# Urgent help needed please



## Half Full (Dec 29, 2010)

We are due to come over later this month to retire,the guy we were renting a flat from(1 year minimum) decided he wanted €40 extra per month,he was told what he can do with his flat,it was empty for months before we were going to have it,now not only is he NOT going to get his extra €40 he is NOT going to get thousands of pounds from us,he phoned me about an hour ago to say he "was only joking and we could still have the flat" again he was told what he can do with it.Do GC's still view the english as stupid and gullable?well it's him that has lost the money through sheer and utter greed,not me.
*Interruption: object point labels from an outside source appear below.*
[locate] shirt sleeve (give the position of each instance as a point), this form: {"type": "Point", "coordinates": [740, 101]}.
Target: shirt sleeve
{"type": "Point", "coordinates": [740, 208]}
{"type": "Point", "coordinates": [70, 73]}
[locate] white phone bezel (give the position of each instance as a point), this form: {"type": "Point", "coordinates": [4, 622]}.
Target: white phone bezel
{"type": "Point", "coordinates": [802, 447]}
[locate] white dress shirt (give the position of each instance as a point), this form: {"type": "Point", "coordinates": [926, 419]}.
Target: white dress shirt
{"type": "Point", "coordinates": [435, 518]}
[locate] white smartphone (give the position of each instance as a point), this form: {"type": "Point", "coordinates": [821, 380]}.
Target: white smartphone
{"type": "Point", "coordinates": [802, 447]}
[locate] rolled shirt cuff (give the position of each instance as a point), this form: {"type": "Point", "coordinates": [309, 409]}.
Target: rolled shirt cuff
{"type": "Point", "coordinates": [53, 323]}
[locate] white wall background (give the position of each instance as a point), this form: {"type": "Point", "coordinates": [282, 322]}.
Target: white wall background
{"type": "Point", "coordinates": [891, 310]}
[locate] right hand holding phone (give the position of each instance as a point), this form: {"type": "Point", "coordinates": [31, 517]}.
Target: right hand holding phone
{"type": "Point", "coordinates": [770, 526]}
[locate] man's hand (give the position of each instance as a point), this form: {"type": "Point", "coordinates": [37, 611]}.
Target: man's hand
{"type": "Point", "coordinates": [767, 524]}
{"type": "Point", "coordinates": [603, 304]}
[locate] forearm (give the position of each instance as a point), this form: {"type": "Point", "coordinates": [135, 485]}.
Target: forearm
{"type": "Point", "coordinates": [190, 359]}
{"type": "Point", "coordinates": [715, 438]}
I would like to ask the members of the forum if they know of any good reliable rental agents in the LARNACA DISTRICT ONLY please.PM's would be welcome.

Thank you in advance.


----------



## Half Full (Dec 29, 2010)

Thanks Toxan for your pm's and thanks to all for the hundreds and hundreds and hundreds and
hundreds of replies,it will take ages to get through them all so I'll be away from the forum for about 7 - 8 years going through them all.Bye for now,I'm sure you are all giong to miss me    :spit: :eyebrows:


----------



## Veronica (Apr 5, 2008)

Half Full said:


> Thanks Toxan for your pm's and thanks to all for the hundreds and hundreds and hundreds and
> hundreds of replies,it will take ages to get through them all so I'll be away from the forum for about 7 - 8 years going through them all.Bye for now,I'm sure you are all giong to miss me    :spit: :eyebrows:


 I think that the problem is that not many ofthe forum members are in the Larnaca area otherwise you would have had loads of replies.


----------



## alison3333 (Mar 25, 2010)

*property agents*

Hi, 
We moved over last summer and spent a great deal of time looking at rental properties. We rent ours through Absolute in Larnaca:
ABSOLUTE PROPERTY MANAGEMENT

Address: Myro Court, 22 Famagusta Avenue, 6019 Larnaca, Cyprus
Phone : +35724849850
Fax: +35724849851

Emails: 
General info: [email protected]
For Renting: [email protected]

We chose to live in Oroklini. We found them very helpful and any problems with the property have been sorted out quickly. They even removed the furniture from the property we wanted as we had our own. they seem to manage a great deal of property and we got a good price.
Hope this helps,
Alison


----------